Arunima Himawan (Research Fellow)
Arun joined the ILC in March 2019 as a Research Fellow.
Arun has mainly worked in the charity sector, most recently within higher education at Goldsmiths College and University of East Anglia’s Students’ Unions in policy and research roles working to improve the barriers facing marginalised students. In both roles, she has acted as a policy advisor, influencing internal university policy and has produced a number of in-depth pieces of research on a wide range of topics such as: religion and belief; mental health; and consumer law. Prior to her work at students’ unions, Arun was a Charity Works graduate and also worked for the Commonwealth Human Rights Initiative in administrative and project roles working on freedom of information and prison reform. Her research interests are in addressing social determinants of health, particularly on the topics of overweight and obesity, mental health, and inter-generational trauma.
Arun has an MSc from King’s College in Global Health, an MA from the School of Advanced Study in Human Rights, and a BA (hons) from the University of Toronto in Sociology and Ethics.
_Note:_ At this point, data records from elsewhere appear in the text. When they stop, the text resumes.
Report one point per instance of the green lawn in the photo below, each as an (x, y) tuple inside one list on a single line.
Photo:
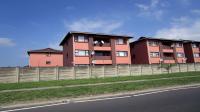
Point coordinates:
[(11, 86), (10, 97)]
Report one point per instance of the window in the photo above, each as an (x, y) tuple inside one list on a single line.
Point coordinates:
[(180, 55), (196, 55), (120, 41), (48, 62), (122, 53), (48, 54), (81, 53), (81, 38), (154, 54), (179, 44), (153, 43), (194, 45)]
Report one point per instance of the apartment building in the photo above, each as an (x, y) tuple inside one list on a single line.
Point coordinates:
[(148, 50), (47, 57), (84, 48), (192, 51)]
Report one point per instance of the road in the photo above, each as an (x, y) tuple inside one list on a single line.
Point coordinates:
[(184, 100)]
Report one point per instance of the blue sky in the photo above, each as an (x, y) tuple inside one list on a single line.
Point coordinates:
[(35, 24)]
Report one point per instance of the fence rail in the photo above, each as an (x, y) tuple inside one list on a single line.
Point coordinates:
[(17, 74)]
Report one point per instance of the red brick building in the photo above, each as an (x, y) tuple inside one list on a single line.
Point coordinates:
[(83, 48), (192, 51), (147, 50), (45, 58)]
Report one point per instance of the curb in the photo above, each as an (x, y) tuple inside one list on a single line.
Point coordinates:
[(62, 101)]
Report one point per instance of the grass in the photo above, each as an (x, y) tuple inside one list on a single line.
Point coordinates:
[(12, 86), (10, 97)]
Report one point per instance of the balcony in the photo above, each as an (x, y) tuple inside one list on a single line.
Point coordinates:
[(167, 48), (168, 60), (102, 47), (102, 57)]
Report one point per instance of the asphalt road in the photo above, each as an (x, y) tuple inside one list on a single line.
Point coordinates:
[(187, 100)]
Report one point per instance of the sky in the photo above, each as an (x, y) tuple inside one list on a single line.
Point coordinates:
[(35, 24)]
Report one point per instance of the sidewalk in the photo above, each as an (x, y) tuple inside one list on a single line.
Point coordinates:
[(96, 84)]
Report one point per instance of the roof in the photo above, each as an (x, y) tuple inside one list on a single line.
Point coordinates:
[(93, 34), (191, 41), (46, 50), (159, 39)]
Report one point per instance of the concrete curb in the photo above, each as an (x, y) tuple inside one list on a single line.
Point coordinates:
[(92, 98), (96, 84)]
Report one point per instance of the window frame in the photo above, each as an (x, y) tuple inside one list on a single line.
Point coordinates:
[(86, 53), (48, 62), (125, 53), (178, 45), (85, 39), (194, 45), (154, 56), (194, 54), (124, 41), (153, 43), (183, 55)]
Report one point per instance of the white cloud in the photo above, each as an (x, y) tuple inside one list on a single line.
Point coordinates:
[(55, 45), (184, 29), (153, 9), (92, 25), (185, 2), (196, 11), (6, 42)]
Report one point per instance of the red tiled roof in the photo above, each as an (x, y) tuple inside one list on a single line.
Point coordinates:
[(90, 33), (46, 50)]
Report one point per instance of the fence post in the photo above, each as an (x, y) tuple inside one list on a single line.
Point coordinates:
[(179, 67), (38, 73), (56, 73), (17, 74), (151, 69), (129, 69), (103, 71), (74, 69), (89, 70), (116, 70)]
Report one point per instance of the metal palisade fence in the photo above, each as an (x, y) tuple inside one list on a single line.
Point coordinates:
[(34, 74)]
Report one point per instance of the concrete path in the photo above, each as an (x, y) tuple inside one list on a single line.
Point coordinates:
[(96, 84)]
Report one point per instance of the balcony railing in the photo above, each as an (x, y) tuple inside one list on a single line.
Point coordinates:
[(102, 57), (103, 45), (166, 47), (168, 58)]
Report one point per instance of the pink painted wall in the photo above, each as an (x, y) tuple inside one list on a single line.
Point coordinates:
[(139, 53), (123, 60), (39, 60)]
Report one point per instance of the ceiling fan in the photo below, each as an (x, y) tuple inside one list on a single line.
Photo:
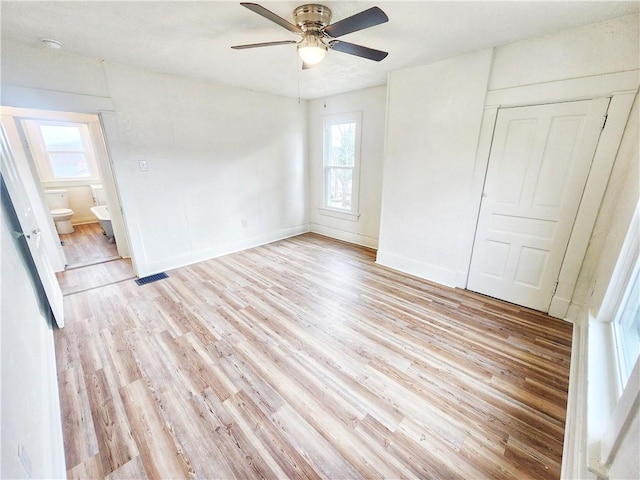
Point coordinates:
[(312, 23)]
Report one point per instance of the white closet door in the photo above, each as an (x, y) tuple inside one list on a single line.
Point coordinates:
[(538, 167)]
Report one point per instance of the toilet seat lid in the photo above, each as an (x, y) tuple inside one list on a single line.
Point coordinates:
[(61, 211)]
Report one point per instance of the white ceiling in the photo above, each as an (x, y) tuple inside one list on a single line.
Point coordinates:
[(192, 39)]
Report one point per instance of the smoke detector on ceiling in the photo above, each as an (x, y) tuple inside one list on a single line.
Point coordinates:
[(52, 44)]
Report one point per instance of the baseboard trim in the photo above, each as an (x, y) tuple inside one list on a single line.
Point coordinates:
[(575, 455), (429, 272), (219, 250)]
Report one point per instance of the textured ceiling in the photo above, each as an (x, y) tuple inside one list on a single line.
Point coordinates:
[(193, 39)]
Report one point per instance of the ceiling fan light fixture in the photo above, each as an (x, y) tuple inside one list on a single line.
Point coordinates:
[(311, 50)]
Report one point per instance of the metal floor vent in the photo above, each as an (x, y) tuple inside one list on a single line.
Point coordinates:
[(151, 278)]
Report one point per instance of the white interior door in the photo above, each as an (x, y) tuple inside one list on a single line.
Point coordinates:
[(30, 229), (538, 167)]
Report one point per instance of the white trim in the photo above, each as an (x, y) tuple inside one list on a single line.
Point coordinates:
[(349, 237), (343, 215), (605, 155), (582, 88), (574, 459)]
Amna Riaz (Research Assistant)
Amna joined the ILC as an intern in 2017 and worked on a number of policy areas from health and social care to employment and equality. She worked on a Drink Wise Age Well research project which explored ageism in alcohol rehabilitation services.
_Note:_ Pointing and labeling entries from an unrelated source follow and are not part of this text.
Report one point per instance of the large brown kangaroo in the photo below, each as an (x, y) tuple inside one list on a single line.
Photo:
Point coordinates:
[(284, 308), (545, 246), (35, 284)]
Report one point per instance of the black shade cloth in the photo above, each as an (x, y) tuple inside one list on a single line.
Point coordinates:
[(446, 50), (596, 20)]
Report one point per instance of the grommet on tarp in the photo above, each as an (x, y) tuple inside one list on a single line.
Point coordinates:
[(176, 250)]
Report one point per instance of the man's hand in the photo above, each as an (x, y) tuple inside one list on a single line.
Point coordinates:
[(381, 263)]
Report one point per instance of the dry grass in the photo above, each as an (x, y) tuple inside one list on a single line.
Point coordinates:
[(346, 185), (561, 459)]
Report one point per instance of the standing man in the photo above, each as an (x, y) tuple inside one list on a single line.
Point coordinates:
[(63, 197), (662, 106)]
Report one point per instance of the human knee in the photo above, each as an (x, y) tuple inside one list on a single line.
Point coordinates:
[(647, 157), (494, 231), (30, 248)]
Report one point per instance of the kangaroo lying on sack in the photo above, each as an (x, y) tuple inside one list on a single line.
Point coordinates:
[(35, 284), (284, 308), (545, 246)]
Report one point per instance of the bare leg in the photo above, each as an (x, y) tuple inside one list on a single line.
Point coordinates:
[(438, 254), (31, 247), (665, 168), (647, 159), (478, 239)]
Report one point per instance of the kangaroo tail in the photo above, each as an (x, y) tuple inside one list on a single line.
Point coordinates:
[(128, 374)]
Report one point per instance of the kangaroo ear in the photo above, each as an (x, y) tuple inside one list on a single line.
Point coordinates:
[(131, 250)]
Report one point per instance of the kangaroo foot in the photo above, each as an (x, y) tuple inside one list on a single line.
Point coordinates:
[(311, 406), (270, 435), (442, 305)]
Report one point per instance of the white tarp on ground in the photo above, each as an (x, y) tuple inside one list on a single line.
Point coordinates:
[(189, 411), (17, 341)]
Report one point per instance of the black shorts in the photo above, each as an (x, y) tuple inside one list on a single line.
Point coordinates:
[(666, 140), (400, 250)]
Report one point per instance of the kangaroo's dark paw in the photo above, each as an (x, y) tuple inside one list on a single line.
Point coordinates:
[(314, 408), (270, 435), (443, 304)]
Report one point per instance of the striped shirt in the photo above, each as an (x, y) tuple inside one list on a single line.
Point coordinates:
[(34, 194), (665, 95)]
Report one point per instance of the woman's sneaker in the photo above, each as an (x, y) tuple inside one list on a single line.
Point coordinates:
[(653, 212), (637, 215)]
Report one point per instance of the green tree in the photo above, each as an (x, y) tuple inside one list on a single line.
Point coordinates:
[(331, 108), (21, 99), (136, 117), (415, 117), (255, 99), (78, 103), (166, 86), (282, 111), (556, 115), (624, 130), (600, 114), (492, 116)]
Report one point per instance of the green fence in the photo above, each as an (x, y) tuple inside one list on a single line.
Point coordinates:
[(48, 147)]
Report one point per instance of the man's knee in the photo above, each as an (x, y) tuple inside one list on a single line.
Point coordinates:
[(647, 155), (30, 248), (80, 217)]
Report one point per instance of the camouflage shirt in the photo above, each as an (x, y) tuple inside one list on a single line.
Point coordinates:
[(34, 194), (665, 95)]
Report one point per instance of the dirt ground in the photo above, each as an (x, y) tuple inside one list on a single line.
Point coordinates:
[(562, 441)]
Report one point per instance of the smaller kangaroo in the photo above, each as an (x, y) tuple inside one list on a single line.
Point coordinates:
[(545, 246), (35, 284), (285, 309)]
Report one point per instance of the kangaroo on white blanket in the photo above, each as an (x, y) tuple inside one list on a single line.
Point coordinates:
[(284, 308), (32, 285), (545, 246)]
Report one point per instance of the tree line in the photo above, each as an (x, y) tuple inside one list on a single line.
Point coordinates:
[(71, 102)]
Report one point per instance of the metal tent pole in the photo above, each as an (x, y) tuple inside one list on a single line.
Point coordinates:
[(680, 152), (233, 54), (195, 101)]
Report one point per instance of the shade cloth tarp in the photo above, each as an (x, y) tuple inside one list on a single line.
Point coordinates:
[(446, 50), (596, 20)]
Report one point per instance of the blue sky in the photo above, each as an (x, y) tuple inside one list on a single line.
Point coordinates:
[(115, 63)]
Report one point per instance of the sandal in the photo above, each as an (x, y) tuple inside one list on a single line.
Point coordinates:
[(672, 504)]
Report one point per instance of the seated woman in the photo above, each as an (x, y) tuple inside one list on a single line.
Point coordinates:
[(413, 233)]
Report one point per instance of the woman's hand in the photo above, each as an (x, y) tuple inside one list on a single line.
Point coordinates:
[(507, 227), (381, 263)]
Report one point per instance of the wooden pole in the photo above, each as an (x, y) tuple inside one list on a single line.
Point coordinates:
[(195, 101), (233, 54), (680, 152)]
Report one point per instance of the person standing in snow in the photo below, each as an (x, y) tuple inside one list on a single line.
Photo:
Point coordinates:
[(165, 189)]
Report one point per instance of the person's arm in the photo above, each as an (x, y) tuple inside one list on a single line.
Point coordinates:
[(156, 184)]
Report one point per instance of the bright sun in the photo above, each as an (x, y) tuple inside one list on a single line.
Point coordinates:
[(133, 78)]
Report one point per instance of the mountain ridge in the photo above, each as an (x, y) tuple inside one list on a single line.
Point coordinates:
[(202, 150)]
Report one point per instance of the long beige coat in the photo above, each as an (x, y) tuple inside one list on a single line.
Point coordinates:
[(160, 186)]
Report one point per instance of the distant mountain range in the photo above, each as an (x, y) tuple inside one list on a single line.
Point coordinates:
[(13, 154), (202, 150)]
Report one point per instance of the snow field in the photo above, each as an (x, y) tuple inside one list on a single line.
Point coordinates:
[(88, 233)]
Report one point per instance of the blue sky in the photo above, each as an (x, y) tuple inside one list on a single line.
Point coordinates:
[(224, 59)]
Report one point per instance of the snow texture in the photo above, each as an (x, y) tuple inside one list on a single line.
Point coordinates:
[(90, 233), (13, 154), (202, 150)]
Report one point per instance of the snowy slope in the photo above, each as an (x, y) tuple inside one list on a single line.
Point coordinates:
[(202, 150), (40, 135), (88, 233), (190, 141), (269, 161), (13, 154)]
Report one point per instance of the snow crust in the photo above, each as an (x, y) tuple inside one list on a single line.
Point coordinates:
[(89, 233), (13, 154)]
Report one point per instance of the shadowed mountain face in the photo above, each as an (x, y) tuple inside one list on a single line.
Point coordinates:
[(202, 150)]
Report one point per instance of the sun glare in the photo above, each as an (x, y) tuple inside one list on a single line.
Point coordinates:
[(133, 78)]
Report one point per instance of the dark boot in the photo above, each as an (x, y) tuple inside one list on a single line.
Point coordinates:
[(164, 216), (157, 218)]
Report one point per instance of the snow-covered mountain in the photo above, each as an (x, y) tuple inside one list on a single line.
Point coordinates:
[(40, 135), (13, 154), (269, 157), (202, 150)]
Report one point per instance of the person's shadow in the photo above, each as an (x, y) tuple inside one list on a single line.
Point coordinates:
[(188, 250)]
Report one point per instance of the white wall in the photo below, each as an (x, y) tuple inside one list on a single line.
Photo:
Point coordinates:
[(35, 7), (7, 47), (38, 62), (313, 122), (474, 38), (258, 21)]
As a research assistant, she has continued to expand her work in a number of policy areas. Her research has focused on care homes, inequalities in the adult social care sector, as well as the hidden barriers faced by minority groups in the health sector. Amna hopes that her research helps improve public services and uncover innovative understandings of longevity.
Mateja Malcic (Administrative Assistant)
Mateja joined ILC-UK in January 2018 as Administrative Assistant.
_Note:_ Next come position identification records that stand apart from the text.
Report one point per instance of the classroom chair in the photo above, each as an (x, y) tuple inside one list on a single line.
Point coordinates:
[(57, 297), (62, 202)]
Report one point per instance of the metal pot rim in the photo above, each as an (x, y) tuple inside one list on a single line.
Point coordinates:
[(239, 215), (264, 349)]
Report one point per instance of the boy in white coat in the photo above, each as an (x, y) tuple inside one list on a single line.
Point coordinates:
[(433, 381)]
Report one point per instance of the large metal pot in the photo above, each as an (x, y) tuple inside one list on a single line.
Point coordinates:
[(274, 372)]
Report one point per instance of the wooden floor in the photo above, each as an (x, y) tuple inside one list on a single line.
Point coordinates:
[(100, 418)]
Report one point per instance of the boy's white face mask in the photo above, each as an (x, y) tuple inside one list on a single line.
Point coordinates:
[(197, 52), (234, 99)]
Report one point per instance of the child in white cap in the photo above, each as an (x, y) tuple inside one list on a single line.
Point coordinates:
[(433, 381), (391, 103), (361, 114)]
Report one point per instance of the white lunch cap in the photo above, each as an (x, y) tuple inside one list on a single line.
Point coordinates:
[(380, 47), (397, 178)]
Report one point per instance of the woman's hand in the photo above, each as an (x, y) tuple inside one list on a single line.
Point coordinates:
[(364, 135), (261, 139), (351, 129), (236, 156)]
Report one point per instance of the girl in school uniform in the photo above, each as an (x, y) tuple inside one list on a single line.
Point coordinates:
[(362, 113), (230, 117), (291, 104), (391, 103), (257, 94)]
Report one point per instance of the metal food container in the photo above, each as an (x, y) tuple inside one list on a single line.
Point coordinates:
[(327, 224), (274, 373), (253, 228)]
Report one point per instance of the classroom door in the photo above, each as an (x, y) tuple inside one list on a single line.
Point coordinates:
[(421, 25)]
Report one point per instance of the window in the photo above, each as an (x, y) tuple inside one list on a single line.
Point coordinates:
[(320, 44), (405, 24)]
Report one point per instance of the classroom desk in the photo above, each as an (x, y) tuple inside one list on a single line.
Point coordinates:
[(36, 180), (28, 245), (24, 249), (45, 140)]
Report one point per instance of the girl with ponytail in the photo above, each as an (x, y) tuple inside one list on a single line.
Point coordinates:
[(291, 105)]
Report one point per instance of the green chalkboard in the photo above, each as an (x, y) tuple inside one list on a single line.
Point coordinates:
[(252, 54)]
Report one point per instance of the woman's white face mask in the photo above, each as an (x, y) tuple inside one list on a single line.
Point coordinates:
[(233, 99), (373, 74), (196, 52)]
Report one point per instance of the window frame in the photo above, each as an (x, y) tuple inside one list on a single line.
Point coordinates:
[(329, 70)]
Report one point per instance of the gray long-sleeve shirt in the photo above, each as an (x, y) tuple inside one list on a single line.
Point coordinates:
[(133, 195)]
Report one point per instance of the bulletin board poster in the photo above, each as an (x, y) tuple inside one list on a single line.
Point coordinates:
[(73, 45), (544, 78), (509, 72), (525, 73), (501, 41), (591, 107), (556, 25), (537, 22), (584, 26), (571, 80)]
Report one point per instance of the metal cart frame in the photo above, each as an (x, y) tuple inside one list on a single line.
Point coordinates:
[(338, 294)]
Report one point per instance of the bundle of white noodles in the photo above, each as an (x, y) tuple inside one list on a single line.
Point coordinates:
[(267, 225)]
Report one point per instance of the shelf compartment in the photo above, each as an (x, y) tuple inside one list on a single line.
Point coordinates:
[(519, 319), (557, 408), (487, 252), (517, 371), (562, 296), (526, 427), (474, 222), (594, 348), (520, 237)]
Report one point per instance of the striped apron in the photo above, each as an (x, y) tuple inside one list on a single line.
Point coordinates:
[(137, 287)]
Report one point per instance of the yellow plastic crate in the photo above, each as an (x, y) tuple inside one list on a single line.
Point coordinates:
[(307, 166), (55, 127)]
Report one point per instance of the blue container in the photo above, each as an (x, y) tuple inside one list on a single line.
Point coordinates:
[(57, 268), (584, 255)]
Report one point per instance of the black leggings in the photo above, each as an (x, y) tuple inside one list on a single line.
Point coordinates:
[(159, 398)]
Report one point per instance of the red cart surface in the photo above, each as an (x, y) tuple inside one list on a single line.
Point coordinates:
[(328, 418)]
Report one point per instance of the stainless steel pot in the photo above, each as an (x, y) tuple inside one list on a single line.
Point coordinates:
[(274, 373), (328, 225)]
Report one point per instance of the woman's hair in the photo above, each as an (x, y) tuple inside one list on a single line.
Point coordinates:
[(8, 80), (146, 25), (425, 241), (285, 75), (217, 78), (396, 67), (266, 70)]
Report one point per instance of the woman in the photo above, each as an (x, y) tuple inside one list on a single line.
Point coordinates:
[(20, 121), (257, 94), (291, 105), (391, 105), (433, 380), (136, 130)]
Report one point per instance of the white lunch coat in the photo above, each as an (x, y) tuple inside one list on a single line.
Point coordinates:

Mateja studied marketing at the Economics University Zagreb and has worked in event organisation for more than ten years. Previously she worked in an Italian Non- Profit foundation where she worked on prevention projects, collaborating with the majority of Italian schools and worldwide associations specialising in the problematics of troubled youth. She was actively involved in the organisation of a yearly project that saw over 3000 students attending a two-day event.
In 2017 she collaborated with a Non-Profit Organisation based in Brussels that was developing initiatives by bringing together policy makers, scientists and the public, where she managed the logistics for an annual Summit in the European Parliament and round tables during the year.
Lily Parsey (Policy and Communications Assistant)
Lily supports the ILC’s policy and external engagement work across all policy areas. She moreover managed the delivery of the Innovating for Ageing Awards, which sought solutions to the problems faced by vulnerable consumers in later life and is currently leading on a global programme on the future of infectious diseases. She sits on the Advisory Board of the Age Action Alliance and was previously the Secretary of the European Nutrition for Health Alliance.
Prior to joining the ILC, Lily completed an interdisciplinary degree combining Political Science, Data Analysis and Languages.
She speaks English, German, French, Spanish and Mandarin to a proficient level. With a keen interest in international affairs, she managed a cross-party summit on the future challenges of the EU in the wake of the financial crisis and Brexit. She has also co-organised two 600-attendee conferences on energy innovation in Africa and the Asia-Pacific region respectively.